Young artists worth writing home about are as rare as salmon in the Thames, but at last one has turned up at the AIR Gallery (till 16 July) in the form of Andrew Stahl. Stahl studied at the Slade and won the 1979-81 Abbey Major Rome Scholarship for painting. His pictures at AIR are the fruits of this year in exile. They are large, boldly composed, emblematic rather than descriptive paintings in a range of uninhi bited pinks, greens, blues and gold. Allusions to architectural and ecclesiastical ornament abound but the motif is of fountains: metaphors of joy, effusions of paint and painterly experiment. Their uplift is the spirit of the show. Stahl confesses that he was especially taken with the fountains at Tivoli, but the light and bleached textures of Italy have also played their part. His enthusiasm can get the better of him — there is a tendency to try too many ploys in a single painting — but nonetheless this is an outstanding debut. Not surprisingly Susan Haire's delicate, systematic but unoriginal abstract paintings in the downstairs gallery (also to 16 July) are a bit overwhelmed. It should also be reported that the basement at AIR has recently been opened, providing the latest London venue for video and performance events.

Jacques Henry Lartigue has the extraordinary distinction of being the youngest pictorial genius of all time.
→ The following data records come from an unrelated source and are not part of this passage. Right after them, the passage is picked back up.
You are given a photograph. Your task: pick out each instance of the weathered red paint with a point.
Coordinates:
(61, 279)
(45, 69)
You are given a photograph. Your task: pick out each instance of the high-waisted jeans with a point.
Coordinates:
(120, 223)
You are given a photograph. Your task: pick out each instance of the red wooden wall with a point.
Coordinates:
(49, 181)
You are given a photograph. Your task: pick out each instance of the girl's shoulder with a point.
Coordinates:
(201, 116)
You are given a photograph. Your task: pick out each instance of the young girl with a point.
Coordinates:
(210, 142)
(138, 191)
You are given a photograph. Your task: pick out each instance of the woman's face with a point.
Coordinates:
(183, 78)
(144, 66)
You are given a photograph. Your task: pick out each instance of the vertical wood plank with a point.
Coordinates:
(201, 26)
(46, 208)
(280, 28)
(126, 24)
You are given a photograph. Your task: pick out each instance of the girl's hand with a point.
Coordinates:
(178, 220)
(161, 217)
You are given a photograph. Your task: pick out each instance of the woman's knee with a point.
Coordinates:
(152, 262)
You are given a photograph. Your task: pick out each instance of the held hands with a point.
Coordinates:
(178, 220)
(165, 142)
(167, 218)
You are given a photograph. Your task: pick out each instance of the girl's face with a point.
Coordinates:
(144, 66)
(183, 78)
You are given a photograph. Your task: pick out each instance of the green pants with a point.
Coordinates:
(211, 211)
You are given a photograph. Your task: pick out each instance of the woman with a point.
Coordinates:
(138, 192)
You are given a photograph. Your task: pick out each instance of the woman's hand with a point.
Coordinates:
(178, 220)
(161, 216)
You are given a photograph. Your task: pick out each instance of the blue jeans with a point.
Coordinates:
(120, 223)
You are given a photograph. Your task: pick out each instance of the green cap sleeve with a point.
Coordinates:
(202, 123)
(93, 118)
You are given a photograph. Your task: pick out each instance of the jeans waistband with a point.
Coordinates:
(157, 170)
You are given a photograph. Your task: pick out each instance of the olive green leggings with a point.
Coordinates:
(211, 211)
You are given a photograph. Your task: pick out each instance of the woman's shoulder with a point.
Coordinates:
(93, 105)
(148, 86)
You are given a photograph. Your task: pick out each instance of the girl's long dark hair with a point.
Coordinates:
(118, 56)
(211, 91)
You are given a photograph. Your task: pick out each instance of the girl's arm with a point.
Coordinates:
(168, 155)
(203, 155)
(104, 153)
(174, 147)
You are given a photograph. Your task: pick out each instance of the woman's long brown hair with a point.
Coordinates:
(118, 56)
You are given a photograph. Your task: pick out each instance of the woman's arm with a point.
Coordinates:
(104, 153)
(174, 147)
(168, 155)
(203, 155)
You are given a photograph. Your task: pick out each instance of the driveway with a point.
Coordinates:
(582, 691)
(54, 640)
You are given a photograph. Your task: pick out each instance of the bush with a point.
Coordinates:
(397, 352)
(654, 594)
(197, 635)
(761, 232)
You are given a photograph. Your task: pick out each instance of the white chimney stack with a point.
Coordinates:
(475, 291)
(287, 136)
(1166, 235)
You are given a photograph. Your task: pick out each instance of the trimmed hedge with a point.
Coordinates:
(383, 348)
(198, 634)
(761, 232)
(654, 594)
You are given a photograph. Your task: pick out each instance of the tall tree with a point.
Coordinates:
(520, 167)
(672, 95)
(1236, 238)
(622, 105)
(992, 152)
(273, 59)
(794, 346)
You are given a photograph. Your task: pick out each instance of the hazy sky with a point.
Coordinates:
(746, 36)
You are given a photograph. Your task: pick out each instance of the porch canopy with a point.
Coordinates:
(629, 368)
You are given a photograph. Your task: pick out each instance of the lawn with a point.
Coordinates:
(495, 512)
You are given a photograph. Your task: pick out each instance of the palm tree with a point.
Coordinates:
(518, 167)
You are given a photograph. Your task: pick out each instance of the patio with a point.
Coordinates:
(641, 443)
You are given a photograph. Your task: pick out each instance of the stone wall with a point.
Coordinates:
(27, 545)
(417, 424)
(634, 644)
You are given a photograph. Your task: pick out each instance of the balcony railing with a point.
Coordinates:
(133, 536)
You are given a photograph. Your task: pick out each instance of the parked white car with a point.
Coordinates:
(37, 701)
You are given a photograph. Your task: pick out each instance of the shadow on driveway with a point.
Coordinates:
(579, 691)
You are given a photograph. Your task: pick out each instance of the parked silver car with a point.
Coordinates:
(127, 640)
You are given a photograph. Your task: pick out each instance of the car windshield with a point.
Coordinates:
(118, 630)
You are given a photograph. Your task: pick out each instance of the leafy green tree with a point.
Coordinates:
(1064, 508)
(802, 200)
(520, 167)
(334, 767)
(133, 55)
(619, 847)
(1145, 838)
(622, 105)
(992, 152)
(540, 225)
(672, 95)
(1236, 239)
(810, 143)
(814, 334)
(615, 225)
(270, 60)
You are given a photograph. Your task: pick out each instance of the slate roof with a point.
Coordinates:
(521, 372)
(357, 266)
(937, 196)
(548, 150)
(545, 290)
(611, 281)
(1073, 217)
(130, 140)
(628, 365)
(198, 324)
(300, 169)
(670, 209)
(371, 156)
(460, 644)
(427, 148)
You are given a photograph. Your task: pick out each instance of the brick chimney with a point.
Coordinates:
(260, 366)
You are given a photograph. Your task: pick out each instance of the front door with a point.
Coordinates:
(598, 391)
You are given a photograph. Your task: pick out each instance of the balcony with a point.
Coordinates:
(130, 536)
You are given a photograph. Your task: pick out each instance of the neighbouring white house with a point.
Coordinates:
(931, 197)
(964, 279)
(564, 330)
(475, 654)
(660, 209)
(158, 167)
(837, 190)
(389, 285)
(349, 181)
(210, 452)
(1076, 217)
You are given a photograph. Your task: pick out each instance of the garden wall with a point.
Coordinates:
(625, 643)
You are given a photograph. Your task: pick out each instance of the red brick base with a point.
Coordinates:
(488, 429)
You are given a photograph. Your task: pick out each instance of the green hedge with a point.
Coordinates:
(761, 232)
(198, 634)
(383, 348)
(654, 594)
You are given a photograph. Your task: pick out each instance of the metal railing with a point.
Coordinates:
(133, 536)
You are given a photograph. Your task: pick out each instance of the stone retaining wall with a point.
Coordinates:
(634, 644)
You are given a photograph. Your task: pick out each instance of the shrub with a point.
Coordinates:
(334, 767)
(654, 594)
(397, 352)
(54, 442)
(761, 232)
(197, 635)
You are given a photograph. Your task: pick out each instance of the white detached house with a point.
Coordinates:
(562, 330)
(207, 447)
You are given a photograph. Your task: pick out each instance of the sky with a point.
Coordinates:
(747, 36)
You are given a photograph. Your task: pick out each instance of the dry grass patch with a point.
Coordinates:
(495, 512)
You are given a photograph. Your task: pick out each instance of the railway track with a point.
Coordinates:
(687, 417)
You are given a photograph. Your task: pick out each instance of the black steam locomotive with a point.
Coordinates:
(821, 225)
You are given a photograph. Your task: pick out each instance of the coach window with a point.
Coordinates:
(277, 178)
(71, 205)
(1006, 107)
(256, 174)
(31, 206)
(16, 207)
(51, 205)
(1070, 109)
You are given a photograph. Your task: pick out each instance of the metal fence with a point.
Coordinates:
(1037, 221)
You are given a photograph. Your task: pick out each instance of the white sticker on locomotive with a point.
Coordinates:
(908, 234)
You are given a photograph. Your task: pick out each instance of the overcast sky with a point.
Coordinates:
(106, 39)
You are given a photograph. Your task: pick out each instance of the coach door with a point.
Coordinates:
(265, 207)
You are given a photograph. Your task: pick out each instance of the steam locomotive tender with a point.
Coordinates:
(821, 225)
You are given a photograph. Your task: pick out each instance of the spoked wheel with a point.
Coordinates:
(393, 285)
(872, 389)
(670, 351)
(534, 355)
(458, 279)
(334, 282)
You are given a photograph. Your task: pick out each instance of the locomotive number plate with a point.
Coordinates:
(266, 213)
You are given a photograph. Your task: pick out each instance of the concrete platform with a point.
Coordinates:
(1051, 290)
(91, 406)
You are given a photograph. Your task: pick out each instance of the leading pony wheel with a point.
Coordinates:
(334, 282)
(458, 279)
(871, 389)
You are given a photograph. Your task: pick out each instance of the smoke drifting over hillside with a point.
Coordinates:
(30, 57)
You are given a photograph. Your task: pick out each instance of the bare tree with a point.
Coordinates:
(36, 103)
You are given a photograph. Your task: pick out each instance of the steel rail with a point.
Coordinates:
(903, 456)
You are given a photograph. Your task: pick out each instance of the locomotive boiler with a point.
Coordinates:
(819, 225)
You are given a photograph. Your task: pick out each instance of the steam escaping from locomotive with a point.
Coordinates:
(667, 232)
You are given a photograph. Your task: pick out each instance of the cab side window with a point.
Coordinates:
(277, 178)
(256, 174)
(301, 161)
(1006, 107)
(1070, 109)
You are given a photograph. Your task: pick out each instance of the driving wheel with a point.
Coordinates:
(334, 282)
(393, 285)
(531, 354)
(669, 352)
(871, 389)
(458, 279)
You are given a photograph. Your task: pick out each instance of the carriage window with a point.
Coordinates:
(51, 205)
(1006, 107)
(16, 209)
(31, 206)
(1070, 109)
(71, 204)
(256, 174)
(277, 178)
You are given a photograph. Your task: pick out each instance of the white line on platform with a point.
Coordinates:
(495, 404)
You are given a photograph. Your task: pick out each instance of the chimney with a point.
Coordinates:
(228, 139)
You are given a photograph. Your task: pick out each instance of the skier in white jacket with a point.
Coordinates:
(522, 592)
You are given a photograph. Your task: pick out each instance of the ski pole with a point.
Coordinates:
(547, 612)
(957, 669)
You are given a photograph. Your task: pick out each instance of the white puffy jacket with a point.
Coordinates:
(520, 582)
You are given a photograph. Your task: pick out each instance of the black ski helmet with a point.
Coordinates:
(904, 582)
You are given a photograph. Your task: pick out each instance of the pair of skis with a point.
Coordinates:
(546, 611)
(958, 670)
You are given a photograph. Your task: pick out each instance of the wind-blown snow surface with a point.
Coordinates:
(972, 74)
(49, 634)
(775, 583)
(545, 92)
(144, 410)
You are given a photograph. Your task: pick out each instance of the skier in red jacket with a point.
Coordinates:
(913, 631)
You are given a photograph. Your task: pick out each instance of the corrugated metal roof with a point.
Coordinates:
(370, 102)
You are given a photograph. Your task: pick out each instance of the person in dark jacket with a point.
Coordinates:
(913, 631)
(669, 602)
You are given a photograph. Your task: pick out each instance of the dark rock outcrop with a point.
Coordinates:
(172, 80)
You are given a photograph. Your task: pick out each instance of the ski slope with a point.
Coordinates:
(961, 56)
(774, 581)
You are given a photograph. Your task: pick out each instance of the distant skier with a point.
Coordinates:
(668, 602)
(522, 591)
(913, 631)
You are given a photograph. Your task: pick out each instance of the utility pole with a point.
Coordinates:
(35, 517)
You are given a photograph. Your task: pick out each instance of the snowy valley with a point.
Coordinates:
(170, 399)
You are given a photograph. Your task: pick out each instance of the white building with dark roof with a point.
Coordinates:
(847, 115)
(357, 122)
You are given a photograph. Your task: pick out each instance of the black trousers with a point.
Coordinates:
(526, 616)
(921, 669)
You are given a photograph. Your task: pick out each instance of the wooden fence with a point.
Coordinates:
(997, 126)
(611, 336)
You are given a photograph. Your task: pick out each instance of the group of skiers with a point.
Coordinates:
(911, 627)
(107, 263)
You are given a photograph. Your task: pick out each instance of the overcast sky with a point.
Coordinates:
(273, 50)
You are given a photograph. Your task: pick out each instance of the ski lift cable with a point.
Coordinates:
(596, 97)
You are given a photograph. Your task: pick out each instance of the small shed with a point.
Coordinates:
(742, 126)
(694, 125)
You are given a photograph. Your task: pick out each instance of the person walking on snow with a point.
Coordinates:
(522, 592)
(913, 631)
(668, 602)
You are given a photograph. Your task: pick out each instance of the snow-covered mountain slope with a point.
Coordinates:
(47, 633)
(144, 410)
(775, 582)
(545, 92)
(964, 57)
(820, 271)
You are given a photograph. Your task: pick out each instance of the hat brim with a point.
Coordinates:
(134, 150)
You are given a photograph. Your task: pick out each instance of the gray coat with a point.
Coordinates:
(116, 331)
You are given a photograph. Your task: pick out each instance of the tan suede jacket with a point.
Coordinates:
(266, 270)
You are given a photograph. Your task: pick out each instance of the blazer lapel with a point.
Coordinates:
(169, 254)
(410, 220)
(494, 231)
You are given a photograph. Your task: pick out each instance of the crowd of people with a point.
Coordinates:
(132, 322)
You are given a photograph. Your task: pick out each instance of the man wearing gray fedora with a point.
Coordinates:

The photographs he took as a child at the turn of the century will form part of the symbology of that era forever. Lartigue is, happily, still flourishing and taking photographs, his latest batch currently forming an exhibition at the Olympus Camera Centre, 151 Piccadilly (in the Ritz Arcade) (till 30 July). They are very chic, full of joie de vivre and other Lartiguean hallmarks, but on the whole might have been taken by anyone. The prevailing wisdom is that art can be taught, that effort is rewarded, talent will out. The case of Lartigue disquietingly proves what a mixture of potluck and mystery it really all is.